+All Euclidean Jordan algebras are over the real scalar field. This
+presents a problem: in SageMath, the matrix and vector classes don't
+support scalar fields that are different than their entries. And three
+of the simple families of Euclidean Jordan algebras are matrices with
+non-real entries: the Hermitian comples, quaternion, and octonion
+algebras.
+
+At least in the complex and quaternion case, we can "embed" the
+complex numbers and quaternions into the space of 2-by-2 or 4-by-4
+matrices. But the octonions are not associative, so they can't be
+embedded (via a homomorphism) into any real matrix space. So what
+do we do? Write it ourselves, obviously.
+
+The octonion matrix algebra is implemented separately, as a subclass
+of CombinatorialFreeModule, to work around that issue.

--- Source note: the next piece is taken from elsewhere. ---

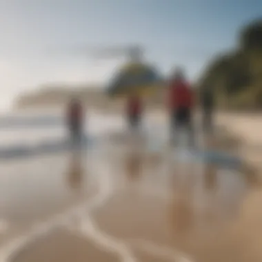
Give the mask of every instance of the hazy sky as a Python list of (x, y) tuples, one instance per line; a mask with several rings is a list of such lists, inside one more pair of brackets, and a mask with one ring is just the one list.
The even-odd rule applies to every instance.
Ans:
[(103, 82), (117, 63), (49, 50), (138, 42), (162, 72), (182, 64), (193, 79), (259, 17), (256, 0), (0, 0), (0, 108), (46, 82)]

The custom
+class supports a scalar field that is different than the entries of
+the matrices. However, this means that we actually have FOUR
+different types of "matrices" to support:
+
+ (1) Sage vectors
+ (2) Sage matrices
+ (3) Our custom matrices
+ (4) Cartesian products of the (1) through (3)
+
+All other Euclidean Jordan algebras could of course be implemented in
+the same way as the octonion algebra, but for the sake of the user
+interface, we must also support at least the usual SageMath vectors
+and matrices.
+
+Note: this has one less-than-obvious consequence: we have to assume
+that the user has supplied an entirely-correct basis (with entries in
+the correct structure). We generally cannot mess witht the entries of
+his basis, or use them to figure out what (for example) the ambient
+scalar ring is. None of these are insurmountable obstacles; we just
+have to be a little careful distinguishing between what's inside the
+algebra elements and what's outside them.